Drivers, Shader Compilation And Launcher Options
Keeping GPU drivers current is usually helpful, but the most recent driver is not always the best for every game, and some users have reported improved stability when switching to Studio drivers instead of Game Ready drivers. You may also find a launcher option to precompile shaders useful, because shader compilation during gameplay can cause stutter spikes. If you experience crashes stating DirectX issues, verify your OS version and GPU support for the required DirectX level. Updating drivers with a clean install is recommended if you suspect driver corruption or regression.
Community Fixes And Stutter Troubleshooting, Anecdotal But Often Effective
Real player reports can surface useful quirks that formal guides miss, however they are anecdotal and require caution. For example, some players reported fixing persistent stutter by toggling Hardware-Accelerated GPU Scheduling off, others by enabling it. Some found that moving the paging file to a larger custom size reduced hitching, and others noted that disabling certain antivirus products removed periodic freezes. These are plausible, they may work for you, however they also carry small risks – for instance changing system security settings, so test and revert if needed.

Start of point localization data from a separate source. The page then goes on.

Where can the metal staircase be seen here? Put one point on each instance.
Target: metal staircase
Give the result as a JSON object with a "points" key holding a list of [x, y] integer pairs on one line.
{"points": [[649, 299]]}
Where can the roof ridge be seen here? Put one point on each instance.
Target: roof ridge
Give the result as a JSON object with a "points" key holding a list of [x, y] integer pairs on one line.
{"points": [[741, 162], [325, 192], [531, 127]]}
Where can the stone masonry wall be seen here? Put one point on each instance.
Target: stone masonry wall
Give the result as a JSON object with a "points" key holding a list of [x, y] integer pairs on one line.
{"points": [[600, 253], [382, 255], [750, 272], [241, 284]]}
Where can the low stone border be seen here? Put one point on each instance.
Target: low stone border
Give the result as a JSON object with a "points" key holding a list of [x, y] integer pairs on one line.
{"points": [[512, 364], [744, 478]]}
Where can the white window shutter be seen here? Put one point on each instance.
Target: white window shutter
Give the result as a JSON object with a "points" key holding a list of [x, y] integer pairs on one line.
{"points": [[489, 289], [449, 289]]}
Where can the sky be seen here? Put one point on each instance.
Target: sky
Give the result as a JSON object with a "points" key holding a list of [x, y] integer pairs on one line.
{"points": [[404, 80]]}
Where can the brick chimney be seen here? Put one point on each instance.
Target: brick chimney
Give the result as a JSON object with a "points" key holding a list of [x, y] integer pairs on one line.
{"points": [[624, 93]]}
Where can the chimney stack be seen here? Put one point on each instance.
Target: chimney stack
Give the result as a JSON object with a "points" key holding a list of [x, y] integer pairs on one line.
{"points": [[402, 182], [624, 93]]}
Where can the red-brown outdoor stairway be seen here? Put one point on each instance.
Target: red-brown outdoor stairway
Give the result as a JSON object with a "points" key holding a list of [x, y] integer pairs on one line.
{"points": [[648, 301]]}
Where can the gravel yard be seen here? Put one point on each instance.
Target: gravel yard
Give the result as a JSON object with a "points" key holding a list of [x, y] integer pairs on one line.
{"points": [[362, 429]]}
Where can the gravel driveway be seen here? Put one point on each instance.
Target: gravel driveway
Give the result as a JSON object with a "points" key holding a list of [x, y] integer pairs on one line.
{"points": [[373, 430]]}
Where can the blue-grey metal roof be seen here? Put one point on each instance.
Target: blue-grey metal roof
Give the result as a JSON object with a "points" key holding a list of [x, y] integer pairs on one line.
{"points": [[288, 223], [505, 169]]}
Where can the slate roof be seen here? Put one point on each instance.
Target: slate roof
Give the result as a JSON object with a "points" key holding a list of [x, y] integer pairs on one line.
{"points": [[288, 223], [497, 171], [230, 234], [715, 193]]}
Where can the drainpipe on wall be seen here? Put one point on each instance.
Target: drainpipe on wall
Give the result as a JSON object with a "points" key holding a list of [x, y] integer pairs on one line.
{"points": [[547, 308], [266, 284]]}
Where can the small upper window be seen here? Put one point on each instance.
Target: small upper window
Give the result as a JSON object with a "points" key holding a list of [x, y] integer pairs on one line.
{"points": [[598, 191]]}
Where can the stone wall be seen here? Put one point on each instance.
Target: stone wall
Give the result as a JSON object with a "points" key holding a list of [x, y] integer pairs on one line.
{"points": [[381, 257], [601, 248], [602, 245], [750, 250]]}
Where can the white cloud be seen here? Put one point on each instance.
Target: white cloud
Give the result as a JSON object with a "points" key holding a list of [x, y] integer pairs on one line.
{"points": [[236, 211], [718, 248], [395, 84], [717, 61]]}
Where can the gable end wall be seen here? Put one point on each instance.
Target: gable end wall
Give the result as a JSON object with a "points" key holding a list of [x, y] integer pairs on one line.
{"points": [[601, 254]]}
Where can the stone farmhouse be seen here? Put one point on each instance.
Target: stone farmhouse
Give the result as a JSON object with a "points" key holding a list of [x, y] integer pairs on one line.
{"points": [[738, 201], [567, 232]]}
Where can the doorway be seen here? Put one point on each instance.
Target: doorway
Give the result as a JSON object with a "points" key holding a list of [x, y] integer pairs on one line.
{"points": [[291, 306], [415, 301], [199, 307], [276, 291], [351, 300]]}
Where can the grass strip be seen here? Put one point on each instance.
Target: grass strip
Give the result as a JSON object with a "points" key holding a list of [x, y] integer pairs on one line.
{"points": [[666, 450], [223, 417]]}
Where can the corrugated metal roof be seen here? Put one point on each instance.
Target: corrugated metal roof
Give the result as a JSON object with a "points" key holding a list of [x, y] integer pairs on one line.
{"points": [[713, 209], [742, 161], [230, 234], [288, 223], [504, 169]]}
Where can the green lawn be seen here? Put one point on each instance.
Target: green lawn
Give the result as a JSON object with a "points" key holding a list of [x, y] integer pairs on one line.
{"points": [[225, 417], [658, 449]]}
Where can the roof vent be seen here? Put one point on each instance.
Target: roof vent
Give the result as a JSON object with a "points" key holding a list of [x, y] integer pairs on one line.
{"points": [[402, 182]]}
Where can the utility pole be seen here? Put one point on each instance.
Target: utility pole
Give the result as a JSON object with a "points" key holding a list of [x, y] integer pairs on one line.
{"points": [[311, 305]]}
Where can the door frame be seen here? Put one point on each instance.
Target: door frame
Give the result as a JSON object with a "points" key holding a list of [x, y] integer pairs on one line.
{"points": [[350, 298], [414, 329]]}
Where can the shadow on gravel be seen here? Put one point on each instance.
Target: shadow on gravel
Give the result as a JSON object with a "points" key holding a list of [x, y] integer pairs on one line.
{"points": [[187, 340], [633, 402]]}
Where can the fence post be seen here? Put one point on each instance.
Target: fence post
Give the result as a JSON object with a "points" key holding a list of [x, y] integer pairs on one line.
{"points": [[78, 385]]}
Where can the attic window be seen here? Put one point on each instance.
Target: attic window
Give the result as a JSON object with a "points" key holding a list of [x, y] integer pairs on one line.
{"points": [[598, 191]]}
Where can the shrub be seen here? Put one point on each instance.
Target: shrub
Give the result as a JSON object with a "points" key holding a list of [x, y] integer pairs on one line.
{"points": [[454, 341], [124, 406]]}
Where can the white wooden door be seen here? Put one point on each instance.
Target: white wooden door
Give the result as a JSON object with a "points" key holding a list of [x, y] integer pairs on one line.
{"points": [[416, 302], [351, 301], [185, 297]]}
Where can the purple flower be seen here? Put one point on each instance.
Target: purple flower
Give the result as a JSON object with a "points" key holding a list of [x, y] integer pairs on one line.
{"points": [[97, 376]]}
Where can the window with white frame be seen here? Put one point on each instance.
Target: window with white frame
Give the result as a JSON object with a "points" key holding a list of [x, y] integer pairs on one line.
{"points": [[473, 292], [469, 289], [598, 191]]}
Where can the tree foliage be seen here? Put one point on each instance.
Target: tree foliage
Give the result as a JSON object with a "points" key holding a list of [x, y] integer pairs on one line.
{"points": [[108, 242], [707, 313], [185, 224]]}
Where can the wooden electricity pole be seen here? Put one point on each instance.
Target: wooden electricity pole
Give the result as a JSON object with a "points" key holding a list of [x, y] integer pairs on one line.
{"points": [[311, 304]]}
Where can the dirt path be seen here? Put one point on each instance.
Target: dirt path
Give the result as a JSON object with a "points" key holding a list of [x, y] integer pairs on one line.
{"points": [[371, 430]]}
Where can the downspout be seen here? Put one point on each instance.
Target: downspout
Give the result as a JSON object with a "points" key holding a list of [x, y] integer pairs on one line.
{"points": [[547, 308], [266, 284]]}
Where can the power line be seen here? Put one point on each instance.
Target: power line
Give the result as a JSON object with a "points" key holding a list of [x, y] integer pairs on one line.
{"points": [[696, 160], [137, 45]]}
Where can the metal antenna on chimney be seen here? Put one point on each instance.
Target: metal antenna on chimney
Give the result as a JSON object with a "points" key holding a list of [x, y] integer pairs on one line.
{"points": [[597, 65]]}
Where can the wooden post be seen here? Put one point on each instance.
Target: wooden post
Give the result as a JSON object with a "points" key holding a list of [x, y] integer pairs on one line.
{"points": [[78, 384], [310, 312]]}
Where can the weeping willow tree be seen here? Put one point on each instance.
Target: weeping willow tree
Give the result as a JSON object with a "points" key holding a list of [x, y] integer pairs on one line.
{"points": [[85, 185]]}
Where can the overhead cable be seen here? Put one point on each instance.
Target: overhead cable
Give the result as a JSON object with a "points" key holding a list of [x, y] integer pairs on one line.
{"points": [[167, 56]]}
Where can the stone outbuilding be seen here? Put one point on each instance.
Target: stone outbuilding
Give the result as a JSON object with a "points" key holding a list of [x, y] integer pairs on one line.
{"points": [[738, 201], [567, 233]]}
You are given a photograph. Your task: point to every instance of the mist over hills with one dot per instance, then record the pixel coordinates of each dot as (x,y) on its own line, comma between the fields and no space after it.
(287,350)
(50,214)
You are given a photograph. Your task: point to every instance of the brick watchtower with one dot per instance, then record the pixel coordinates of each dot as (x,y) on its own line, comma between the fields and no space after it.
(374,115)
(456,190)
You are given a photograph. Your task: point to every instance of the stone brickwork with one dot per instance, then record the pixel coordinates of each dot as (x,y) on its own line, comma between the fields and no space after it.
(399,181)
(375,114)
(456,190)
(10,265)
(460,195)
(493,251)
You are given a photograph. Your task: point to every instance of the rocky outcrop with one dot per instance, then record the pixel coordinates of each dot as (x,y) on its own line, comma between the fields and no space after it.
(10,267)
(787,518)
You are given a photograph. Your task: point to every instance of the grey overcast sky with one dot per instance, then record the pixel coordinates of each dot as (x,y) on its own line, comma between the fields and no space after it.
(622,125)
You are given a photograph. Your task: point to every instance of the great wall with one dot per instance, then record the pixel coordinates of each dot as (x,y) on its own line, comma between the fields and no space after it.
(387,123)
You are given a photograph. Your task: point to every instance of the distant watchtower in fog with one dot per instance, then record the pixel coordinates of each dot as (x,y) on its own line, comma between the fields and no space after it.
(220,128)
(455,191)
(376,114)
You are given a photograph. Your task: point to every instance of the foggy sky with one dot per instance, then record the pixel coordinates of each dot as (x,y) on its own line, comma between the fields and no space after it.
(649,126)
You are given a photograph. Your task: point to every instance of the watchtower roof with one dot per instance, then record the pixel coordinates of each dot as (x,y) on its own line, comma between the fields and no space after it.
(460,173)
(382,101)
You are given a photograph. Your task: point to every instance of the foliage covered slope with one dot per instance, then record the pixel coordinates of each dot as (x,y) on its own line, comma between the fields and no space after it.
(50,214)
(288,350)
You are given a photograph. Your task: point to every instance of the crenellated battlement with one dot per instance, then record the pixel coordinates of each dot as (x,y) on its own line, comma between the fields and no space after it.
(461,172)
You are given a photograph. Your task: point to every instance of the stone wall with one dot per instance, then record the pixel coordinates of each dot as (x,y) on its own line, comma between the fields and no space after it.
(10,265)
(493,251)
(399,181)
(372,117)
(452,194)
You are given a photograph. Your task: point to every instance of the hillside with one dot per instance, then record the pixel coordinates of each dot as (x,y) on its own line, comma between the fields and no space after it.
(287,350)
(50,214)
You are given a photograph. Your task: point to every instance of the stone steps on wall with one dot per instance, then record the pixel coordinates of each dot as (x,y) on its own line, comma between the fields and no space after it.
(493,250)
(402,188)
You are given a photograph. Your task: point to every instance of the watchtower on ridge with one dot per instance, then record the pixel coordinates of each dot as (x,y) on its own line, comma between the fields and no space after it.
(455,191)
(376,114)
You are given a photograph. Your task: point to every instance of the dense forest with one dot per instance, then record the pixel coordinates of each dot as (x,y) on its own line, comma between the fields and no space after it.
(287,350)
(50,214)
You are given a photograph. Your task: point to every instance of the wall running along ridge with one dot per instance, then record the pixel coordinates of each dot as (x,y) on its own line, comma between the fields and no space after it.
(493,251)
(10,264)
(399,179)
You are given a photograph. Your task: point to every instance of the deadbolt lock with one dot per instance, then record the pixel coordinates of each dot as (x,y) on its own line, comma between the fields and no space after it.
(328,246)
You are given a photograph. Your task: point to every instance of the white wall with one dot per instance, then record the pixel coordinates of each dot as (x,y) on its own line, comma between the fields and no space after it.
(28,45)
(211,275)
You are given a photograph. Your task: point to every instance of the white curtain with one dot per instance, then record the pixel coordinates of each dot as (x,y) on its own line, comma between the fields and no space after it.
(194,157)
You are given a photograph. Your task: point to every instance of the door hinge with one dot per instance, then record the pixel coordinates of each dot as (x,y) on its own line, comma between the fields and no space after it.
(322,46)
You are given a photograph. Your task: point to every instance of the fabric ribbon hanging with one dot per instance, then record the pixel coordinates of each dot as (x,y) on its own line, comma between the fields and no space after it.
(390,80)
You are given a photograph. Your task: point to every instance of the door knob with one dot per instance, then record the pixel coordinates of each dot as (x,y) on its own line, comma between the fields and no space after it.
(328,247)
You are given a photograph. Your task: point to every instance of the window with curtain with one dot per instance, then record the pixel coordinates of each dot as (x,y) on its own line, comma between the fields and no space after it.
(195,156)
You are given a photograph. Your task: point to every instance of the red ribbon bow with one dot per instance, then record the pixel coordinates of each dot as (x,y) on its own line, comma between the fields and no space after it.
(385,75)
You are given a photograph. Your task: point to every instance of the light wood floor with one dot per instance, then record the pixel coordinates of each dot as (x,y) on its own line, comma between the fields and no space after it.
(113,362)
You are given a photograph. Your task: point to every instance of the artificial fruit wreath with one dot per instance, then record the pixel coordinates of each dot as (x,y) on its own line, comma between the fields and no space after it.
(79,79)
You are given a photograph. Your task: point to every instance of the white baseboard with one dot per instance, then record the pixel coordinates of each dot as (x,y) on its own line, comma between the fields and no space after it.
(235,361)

When Small Changes Are Not Enough – Hardware Considerations
If you constantly run below target FPS despite optimization, hardware is likely the bottleneck. Priority upgrades that tend to give the best real-world improvements are, in order of typical impact: 1) moving the game to an SSD if it is on an HDD, that reduces load times and streaming hitches, 2) increasing RAM to 16 GB or more if you are under that, which reduces paging and stutter, 3) upgrading the GPU for higher sustained frame rates on higher settings. CPU upgrades can help if you see very high GPU utilization but low CPU utilization, though many problems are GPU bound. Overclocking is an option for experienced users, but it can cause instability and may void warranties. The cost effectiveness of upgrades depends on your current components, so weigh options carefully.
A Simple Optimization Roadmap, Practical Steps To Follow
Step | Action | Expected effect, notes |
1 | Lower in-game lighting, shadows, effects, enable DLSS/FSR | Often largest FPS gain with minimal clarity loss |
2 | Update GPU drivers, run clean install if necessary | Fixes known issues, may improve frame timing |
3 | Test HAGS and ReBAR toggles one at a time | May help or hinder, so measure before and after |
4 | Move game to SSD, raise RAM to 16 GB if needed | Fixes streaming hitches and memory pressure |
5 | Try shader precompilation or clearing game cache | Helps with stutter spikes caused by on-the-fly shader builds |
6 | If stutter persists, test disabling overlays and antivirus temporarily | Some utilities interfere with game loops |
This roadmap is designed to be iterative, because one change may mask another problem. Take notes as you test, that will help you identify what actually helped.
Final Caveats, Differing Reports And How To Keep Testing Responsibly
No single combination will guarantee perfect performance across all machines, that’s important to accept up front. Some players find that Fullscreen gives the best results, others that Borderless or Windowed removes stutter. Upscaling technologies like DLSS and FSR often offer strong FPS increases, however some visual differences are inevitable. Community tips are useful and may be worth trying, but they are not guaranteed and occasionally recommend risky steps, so proceed cautiously. Keep backups of important settings, and if you change low-level system options like virtual memory or security tools, document how to reverse them.